He pensado en esta película inclasificable al leer el libro de ensayos de Natalia Ginzburg que se acaba de publicar en nuestro país. Natalia Ginzburg es una de las grandes escritoras italianas de la segunda mitad del siglo pasado. De familia de intelectuales judíos, su primer esposo fue ejecutado por los fascistas en 1944. Trabajó en la editorial Einaudi, junto a Cesare Pavese e Italo Calvino, y es autora de varias obras de teatro, un libro inolvidable sobre su infancia, titulado Léxico familiar, y de novelas tristísimas como Nuestros ayeres, Las palabras de la noche o Querido Miguel. En sus obras suele retratar a la clase media italiana de la postguerra, especialmente a sus mujeres, con una mirada desencantada y llena de melancolía. Pero, a la manera de Chéjov, al hablarnos del desorden del mundo lo hace también de esa extraña luz que tantas veces descubrimos en él.

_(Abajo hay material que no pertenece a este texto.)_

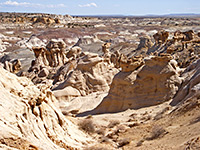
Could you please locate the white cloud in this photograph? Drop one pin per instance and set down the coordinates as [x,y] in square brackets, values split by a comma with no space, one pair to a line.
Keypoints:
[88,5]
[25,4]
[14,3]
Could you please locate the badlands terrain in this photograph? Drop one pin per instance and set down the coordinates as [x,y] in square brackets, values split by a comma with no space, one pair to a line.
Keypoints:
[99,83]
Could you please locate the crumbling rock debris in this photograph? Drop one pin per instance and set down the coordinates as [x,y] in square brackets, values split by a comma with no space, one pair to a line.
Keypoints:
[30,118]
[13,66]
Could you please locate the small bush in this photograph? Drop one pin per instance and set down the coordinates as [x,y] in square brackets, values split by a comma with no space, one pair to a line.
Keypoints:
[140,143]
[157,132]
[123,142]
[113,123]
[87,125]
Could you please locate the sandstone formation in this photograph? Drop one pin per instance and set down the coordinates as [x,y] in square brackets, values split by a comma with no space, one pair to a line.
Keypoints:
[92,74]
[30,118]
[161,37]
[151,83]
[33,41]
[2,46]
[46,58]
[13,66]
[191,84]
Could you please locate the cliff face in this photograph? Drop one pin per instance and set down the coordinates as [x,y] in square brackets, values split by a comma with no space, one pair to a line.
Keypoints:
[153,83]
[30,118]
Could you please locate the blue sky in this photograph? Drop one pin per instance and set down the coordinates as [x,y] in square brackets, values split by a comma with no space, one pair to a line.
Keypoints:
[102,7]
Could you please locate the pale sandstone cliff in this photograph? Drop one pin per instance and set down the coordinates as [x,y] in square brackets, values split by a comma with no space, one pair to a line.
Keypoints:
[30,118]
[150,84]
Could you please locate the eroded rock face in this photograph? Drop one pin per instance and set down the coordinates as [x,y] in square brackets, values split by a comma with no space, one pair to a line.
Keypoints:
[151,83]
[92,74]
[191,84]
[13,66]
[30,118]
[161,37]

Todos sus ensayos son inolvidables. No sólo por lo maravillosamente que están escritos, sino por esa forma tan suya de dirigirse a nosotros sin darse importancia, sin presumir de nada ni escucharse a sí misma, a la manera de esas personas queridas que, cuando vamos a partir de viaje, se limitan a llamarnos la atención sobre algo que habíamos olvidado. Y lo que escribe siempre nos sorprende, incluso cuando se ocupa de los temas más comunes o más aparentemente ajenos a nuestras preocupaciones.

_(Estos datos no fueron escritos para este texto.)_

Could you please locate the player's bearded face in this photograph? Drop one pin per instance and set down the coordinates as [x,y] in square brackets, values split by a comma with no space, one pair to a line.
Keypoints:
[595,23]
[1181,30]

Nunca pontifica, ni trata de decirnos lo que debemos pensar, sólo nos ofrece sus propias perplejidades. Por ejemplo, si se pone a hablar de los niños nos dice que hemos reflexionado sobre cómo educarlos, pero no de lo que debemos darles a cambio y si les estamos ofreciendo otra cosa aparte de nuestros mundos desiertos. Si lo hace del aborto, no duda que es la mujer la que debe decidir sobre la continuidad de su embarazo, pero también se ocupa de esa vida misteriosa que lleva en su vientre, y con la que mantiene “la menos libre de todas las relaciones”. O si lo hace de su amor por el Partido Comunista Italiano, será para decirnos que es imposible que “no pueda existir el verdadero comunismo, no violento, no represivo, no sanguinario y no totalitario, como era en el alma de Gramsci o de Berlinguer”. Que debe existir un partido que se ponga del lado de los pobres y los marginados, que defienda la verdadera democracia, el espacio de lo público y la igualdad de oportunidades.

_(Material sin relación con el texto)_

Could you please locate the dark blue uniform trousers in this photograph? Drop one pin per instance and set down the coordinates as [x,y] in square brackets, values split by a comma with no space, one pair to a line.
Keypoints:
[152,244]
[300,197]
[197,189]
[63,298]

O le basta con asistir a la representación de una obra de Carlo Goldoni, para hacer una defensa de la felicidad. “Como somos infelices, queremos ver por todas las partes escenas trágicas, sangrientas y solemnes, y ya no sabemos celebrar la fragilidad, la delicadeza y la medida”.
Frente a esas grandes cuestiones que suelen ocupar las páginas de los periódicos, ella presta su atención a esas otras casi imperceptibles que constituyen la vida del individuo: “el pensamiento solitario, la fantasía y la memoria, el lamento por los tiempos perdidos, la melancolía, todo lo que forma la vida de la poesía”. Es ejemplar en este sentido el ensayo que dedica a la polémica sobre el crucifijo en las escuelas. Nadie debe obligar, nos dice, a que haya crucifijos en las clases, pero enseguida añade: pero si yo fuera maestra me gustaría que hubiera uno en la mía. ¿A quién puede molestar? Un crucifijo no dice nada, no nos adoctrina como una clase de religión, sólo cuenta con su silencio una historia que habla del dolor, la soledad y la dignidad de los hombres. ¿Por qué iba a hacer daño a los niños tenerlo en su clase?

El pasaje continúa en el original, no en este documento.